The dairy that couldn't fight the rise of the supermarkets


Thompsons Dairies

Thompson's Dairies was a proud family business, started in 1882 in Beverley, East Yorkshire. The firm's milk floats were an established part of everyday life in the area - from the days of the horse and cart to the iconic electric floats.

Sadly the dairy was forced to close because of pressure from the supermarkets - and they are far from alone.

The firm actually closed back in 1992, but the detailed archives of the firm passed to East Riding council, which has now made them available to the public.

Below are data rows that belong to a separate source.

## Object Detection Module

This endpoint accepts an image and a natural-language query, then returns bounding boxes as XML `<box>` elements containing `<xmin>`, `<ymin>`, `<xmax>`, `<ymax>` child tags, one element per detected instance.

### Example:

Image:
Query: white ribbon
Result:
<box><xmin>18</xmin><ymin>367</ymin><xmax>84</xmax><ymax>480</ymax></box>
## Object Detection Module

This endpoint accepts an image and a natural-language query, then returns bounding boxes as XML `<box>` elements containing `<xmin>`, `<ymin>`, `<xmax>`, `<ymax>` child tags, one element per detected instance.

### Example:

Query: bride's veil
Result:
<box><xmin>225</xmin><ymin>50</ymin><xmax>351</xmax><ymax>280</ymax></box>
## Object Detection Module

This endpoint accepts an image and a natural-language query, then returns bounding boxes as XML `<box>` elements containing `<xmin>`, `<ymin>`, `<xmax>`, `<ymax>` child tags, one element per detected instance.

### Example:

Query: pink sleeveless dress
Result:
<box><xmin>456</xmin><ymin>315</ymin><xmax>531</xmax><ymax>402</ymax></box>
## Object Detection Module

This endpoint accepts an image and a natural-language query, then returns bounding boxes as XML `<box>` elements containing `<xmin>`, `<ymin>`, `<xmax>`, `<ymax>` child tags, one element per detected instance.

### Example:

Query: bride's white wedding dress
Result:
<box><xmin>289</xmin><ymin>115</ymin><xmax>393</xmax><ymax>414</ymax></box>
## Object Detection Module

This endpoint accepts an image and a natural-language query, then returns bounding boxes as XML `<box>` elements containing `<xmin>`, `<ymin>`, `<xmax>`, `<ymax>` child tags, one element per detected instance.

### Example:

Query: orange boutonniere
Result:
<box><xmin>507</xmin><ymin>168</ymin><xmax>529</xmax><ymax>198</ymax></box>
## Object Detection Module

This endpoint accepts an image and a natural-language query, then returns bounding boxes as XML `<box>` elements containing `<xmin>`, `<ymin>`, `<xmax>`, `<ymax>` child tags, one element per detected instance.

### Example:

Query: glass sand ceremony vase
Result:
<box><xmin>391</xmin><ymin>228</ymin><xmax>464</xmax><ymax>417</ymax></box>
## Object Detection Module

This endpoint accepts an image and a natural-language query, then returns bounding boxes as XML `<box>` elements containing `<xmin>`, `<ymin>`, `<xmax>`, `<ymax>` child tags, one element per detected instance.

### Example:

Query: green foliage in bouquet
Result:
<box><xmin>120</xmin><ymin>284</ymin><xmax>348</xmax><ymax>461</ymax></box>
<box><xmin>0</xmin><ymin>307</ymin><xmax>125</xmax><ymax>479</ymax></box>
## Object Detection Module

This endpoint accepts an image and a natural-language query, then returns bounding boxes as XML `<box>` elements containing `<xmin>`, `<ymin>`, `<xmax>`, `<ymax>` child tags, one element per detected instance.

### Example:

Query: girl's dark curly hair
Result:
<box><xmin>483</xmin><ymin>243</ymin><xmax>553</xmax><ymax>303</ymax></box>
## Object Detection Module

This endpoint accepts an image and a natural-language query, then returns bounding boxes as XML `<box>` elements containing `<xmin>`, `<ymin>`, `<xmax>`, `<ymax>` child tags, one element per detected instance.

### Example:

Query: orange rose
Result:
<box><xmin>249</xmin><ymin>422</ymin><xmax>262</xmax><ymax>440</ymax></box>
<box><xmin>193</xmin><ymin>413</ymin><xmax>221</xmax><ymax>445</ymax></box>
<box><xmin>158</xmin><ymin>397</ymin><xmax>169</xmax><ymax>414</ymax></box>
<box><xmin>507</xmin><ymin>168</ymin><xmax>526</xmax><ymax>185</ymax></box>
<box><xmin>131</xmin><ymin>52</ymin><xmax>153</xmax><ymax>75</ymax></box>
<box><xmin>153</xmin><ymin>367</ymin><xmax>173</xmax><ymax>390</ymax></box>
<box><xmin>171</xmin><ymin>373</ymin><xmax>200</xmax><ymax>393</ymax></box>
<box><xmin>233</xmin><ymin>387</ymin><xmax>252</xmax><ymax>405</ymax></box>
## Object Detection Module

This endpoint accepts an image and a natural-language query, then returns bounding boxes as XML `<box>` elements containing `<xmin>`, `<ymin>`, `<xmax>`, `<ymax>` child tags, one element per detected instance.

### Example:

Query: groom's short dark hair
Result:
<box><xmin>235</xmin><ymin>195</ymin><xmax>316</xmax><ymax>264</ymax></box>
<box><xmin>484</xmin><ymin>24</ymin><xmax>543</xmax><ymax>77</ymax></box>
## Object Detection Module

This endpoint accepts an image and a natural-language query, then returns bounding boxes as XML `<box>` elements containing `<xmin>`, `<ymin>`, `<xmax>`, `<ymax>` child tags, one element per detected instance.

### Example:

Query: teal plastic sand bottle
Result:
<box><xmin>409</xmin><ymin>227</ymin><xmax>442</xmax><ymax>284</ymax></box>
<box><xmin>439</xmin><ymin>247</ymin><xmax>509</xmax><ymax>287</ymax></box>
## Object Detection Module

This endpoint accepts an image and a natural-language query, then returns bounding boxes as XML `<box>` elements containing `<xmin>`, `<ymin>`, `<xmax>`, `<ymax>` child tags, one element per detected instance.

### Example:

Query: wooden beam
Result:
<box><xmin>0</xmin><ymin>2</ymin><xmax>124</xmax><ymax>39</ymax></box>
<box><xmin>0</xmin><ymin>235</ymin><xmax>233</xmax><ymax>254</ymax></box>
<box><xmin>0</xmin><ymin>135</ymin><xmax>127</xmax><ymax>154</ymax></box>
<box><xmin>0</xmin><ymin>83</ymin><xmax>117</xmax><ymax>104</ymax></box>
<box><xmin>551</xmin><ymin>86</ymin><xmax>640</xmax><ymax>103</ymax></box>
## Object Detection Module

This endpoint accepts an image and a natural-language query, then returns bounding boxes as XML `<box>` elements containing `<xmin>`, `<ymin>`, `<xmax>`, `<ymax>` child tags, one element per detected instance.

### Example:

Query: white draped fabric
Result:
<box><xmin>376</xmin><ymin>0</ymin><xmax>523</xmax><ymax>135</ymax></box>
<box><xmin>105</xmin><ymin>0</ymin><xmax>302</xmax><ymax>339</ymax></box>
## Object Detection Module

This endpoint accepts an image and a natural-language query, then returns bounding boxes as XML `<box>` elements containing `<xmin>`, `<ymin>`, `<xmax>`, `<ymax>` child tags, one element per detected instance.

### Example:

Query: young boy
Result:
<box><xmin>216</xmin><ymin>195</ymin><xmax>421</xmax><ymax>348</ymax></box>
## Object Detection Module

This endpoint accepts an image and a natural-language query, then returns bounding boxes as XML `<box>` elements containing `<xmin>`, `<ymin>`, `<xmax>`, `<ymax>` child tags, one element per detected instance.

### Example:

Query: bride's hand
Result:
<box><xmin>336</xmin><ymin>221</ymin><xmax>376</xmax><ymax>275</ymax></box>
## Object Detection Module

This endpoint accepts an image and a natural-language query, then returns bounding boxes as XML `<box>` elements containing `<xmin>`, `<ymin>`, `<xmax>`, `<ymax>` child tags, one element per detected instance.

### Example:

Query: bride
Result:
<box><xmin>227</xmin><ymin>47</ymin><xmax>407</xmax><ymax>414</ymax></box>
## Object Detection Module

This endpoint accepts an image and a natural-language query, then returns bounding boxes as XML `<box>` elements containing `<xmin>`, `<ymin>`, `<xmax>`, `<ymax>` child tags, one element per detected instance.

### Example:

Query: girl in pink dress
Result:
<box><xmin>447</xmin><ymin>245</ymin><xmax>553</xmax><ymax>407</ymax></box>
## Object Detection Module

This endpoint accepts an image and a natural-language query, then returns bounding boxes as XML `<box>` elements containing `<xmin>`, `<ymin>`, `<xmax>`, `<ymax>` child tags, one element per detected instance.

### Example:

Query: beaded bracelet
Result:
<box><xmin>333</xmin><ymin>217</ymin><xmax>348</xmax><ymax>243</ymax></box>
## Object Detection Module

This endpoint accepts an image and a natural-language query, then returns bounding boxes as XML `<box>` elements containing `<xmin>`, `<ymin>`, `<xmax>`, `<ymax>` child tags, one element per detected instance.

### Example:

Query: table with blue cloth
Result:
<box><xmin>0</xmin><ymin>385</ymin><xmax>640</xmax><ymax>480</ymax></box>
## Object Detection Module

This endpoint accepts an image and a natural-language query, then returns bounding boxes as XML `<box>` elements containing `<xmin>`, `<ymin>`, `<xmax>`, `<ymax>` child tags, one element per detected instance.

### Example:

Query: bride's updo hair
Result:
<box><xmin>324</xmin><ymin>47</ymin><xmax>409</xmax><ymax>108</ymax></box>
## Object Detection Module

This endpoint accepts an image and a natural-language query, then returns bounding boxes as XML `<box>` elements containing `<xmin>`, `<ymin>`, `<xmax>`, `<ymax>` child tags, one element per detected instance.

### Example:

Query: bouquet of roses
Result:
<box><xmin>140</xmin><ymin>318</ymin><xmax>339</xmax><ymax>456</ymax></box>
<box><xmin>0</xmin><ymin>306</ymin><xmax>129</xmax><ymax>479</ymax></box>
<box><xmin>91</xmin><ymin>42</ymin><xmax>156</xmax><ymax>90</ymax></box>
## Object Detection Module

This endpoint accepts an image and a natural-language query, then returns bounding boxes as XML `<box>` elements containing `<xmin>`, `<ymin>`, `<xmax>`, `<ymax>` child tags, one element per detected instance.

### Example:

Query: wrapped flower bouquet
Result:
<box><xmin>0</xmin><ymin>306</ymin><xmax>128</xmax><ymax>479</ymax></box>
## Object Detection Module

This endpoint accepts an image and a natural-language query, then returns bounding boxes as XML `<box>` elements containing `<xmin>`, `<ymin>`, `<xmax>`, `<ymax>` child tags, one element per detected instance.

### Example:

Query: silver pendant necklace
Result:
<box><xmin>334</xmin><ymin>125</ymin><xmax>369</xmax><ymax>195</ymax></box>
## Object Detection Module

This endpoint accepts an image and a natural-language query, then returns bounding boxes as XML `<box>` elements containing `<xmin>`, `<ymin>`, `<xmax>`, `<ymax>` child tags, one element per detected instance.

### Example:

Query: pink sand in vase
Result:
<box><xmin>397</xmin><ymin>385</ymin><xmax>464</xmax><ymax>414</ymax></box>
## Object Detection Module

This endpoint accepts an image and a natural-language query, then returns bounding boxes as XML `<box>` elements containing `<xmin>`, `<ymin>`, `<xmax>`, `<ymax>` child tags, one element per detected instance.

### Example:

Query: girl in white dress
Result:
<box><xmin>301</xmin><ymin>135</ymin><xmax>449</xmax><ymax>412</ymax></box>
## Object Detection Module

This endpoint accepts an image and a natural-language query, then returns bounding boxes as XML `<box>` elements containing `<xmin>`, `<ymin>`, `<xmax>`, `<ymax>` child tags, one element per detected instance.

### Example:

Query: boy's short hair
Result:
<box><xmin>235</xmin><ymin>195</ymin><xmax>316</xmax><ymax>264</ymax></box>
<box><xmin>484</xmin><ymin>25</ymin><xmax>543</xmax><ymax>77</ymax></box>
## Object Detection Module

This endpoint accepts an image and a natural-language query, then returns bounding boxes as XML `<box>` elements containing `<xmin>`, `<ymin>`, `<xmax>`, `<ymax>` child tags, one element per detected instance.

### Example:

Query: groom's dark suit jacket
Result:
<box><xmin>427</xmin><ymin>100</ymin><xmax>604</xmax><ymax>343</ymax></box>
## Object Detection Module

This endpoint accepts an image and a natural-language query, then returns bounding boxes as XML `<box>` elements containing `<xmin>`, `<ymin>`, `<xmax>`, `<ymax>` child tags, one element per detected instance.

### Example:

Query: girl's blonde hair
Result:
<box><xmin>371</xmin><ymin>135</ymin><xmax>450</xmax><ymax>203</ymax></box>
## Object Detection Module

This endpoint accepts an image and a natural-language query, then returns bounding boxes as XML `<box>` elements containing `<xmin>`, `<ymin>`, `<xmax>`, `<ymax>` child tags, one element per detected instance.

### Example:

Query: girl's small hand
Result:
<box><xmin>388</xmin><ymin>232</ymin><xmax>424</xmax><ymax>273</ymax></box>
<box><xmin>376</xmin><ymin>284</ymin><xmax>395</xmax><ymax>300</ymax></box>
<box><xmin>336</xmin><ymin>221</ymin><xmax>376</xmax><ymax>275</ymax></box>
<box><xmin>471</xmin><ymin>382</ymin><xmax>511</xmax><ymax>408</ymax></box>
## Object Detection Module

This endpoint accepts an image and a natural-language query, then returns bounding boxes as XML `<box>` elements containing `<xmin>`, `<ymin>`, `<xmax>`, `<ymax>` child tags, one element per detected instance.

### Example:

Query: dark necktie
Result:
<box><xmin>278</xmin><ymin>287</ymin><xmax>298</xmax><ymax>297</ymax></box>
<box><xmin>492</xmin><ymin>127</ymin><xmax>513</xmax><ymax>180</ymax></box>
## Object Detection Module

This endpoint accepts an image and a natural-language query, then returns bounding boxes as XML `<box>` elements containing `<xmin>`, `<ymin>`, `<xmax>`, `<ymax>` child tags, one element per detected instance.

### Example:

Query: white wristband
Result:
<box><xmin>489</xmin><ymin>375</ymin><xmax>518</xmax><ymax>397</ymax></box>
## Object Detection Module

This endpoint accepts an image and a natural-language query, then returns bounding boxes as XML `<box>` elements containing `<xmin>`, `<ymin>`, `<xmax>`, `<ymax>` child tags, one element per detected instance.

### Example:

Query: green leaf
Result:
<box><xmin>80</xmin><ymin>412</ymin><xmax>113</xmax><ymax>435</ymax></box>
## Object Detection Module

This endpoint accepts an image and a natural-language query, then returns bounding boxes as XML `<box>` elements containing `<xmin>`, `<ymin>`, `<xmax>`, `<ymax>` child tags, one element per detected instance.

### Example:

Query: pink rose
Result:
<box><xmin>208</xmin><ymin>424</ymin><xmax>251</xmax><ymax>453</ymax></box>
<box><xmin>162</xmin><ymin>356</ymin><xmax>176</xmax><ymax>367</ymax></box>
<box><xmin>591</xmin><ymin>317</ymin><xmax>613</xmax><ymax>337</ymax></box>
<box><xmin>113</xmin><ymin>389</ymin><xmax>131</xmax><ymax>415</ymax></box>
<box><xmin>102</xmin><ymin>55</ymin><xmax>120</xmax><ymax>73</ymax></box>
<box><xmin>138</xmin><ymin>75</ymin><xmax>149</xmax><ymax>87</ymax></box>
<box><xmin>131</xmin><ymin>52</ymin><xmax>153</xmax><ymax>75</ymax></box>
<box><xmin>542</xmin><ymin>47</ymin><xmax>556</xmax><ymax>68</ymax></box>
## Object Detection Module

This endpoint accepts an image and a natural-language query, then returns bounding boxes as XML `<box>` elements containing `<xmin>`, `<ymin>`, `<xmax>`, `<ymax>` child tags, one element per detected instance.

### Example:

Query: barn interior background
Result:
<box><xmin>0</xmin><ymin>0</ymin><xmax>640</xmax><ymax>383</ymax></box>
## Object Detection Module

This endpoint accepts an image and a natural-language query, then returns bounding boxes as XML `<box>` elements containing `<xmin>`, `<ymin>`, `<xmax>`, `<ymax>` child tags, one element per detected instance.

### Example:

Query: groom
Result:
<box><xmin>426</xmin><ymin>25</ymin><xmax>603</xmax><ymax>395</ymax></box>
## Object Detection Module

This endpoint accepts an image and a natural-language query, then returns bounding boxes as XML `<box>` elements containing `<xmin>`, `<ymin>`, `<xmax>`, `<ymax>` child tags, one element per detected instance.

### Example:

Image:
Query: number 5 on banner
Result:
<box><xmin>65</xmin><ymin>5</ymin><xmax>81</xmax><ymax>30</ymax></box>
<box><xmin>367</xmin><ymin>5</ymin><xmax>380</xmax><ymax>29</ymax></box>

The Daily Mail reports that among the photographs, adverts, and records of the business are a number of fond memories. Mark Thompson, one of four brothers in the business remembers his parents going out on their rounds in a horse and cart, then coming back and grazing the horse on Hall Green.

His brother Quentin said the firm started struggling as people's lifestyles changed and working women didn't want the milk bottle sitting on the doorstep. People were also short of money, so preferred the cheaper and more convenient option of going to the supermarket.

The story of Thompson's Dairies

The story of Thompson's Dairies

One of many

And this is not the first business to have fallen in the face of the might of the supermarkets. A number of specialist food shops have shut. In September last year John Bodsworth butchers in Wollaton joined the ranks of butcher closing their doors, blaming price competition from supermarkets and rising shop rental costs. And in 2012 Bishop's Green Grocers joined the huge number of grocers calling it a day for the same reasons.

Petrol stations are also under pressure. Last May a petrol station owner in York said he had been forced to close the previous year because of competition from the supermarkets. The new Morrisons petrol station was taking business from the pumps, while five local supermarkets meant there was no market left for the Spar shop on the site.

Bookshops have suffered enormously too. The bookshop founded by AA Milne's son (the inspiration for Christopher Robin in the books) closed in 2011. The owners blamed competition from online booksellers and supermarkets.

When Jessops closed last January, it blamed competition from supermarkets in the photo-processing market - as well as internet traders. And HMV has also put supermarkets in the frame (alongside internet retailers) for the reason why it went into administration last year.

But what do you think? Are we seeing the tragic death of the high street which should never have been allowed to happen, or is this a small price to pay for cheap convenience?